A professora destaca que a lei foi criada em um momento de pressa para repatriar brasileiros de Wuhan, mas defende que um arcabouço legal sólido é necessário para evitar que a resposta sanitária seja influenciada pelas preferências políticas do momento. “É fundamental que a resposta à imunidade de rebanho por contágio seja explicitamente regulamentada para evitar abusos”, afirma. No cenário internacional, a professora observa que os países enfrentam desafios para chegar a um consenso sobre como lidar com a pandemia no futuro. De acordo com a OMS, o mundo já contabilizou 776 milhões de casos da doença. O Ministério da Saúde, questionado pela reportagem, assegura que está comprometido com a preparação, vigilância e resposta a emergências em saúde pública. O departamento responsável por essa área foi reestruturado no ano passado para melhorar sua atuação em formação, inteligência e avaliação de riscos. A modernização do departamento segue as melhores práticas nacionais e internacionais, o que levou à sua reconhecimento pela OMS como centro colaborador para treinamento em emergências de saúde pública.

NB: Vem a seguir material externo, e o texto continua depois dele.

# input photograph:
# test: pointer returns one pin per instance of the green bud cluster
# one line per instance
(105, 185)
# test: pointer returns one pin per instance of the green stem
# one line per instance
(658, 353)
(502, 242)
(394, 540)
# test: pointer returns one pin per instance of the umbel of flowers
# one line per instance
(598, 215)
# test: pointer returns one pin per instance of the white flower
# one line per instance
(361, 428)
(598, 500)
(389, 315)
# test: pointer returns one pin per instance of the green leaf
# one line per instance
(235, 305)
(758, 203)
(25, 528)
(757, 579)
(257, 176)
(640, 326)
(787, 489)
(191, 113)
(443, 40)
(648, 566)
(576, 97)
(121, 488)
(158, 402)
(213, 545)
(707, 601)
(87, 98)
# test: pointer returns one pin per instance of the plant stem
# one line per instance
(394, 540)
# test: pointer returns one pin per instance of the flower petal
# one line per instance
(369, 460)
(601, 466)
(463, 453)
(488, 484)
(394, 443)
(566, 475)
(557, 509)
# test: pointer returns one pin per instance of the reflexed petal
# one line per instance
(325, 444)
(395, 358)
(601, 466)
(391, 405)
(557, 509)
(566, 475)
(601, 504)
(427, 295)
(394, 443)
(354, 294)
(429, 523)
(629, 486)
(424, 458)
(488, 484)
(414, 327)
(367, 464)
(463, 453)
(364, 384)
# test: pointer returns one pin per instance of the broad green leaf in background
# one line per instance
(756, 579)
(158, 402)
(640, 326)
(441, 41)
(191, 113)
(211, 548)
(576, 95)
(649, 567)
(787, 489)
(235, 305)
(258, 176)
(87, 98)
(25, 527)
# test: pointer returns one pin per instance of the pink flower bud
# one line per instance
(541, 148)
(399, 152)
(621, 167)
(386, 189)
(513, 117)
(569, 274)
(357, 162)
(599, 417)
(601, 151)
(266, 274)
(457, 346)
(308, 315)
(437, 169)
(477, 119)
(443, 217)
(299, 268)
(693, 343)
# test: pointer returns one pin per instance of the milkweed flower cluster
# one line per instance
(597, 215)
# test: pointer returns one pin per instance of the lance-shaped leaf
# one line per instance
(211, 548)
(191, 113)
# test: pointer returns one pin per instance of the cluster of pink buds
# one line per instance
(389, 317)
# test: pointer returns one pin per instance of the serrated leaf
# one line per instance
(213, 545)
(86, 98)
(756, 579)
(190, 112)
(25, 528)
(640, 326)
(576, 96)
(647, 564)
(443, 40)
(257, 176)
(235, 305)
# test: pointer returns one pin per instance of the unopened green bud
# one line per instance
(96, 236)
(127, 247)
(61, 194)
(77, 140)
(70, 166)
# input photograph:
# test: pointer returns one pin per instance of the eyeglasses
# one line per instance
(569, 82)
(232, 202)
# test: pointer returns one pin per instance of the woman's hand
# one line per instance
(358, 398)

A vacinação desempenhou um papel fundamental na transição da Covid-19 da emergência de saúde pública internacional para a convivência com o vírus. De acordo com a Organização Mundial da Saúde (OMS), 87% da população brasileira recebeu ao menos uma dose do imunizante contra o coronavírus. Para Kfouri, um dos legados negativos da condução da pandemia foi a crescente desconfiança em relação às vacinas. Uma pesquisa do Instituto Ipsos, realizada em novembro de 2024, mostrou que 29% dos brasileiros possuem algum grau de medo em relação à imunização. “A pandemia e o surgimento de novas tecnologias vacinais criaram um ambiente propício para que grupos minoritários e barulhentos espalhassem essa ideologia, e vimos os índices de imunização de outras doenças também serem afetados”, disse ele. Ventura também alerta para o risco de esquecimento da pandemia. “A Covid-19 é cada vez menos lembrada, pois é inconveniente. Não há um dia de homenagem às vítimas no Brasil”, afirma. A Câmara dos Deputados aprovou a criação de um dia nacional de memória, mas a proposta não avançou no Senado. “Nós estamos esquecendo o que aconteceu, e ao esquecer, a história entra em disputa, e os mesmos erros podem ser cometidos novamente”, alerta Ventura. Em nota, o Ministério da Saúde defende que foram realizados investimentos em capacitação para gestores estaduais e municipais, formação de comitês operacionais de emergência e elaboração de planos de contingência. O ministério também destaca a inclusão da vacinação contra a Covid-19 no calendário nacional, que beneficiou gestantes e idosos, e a intensificação de campanhas para doenças como poliomielite, sarampo e coqueluche.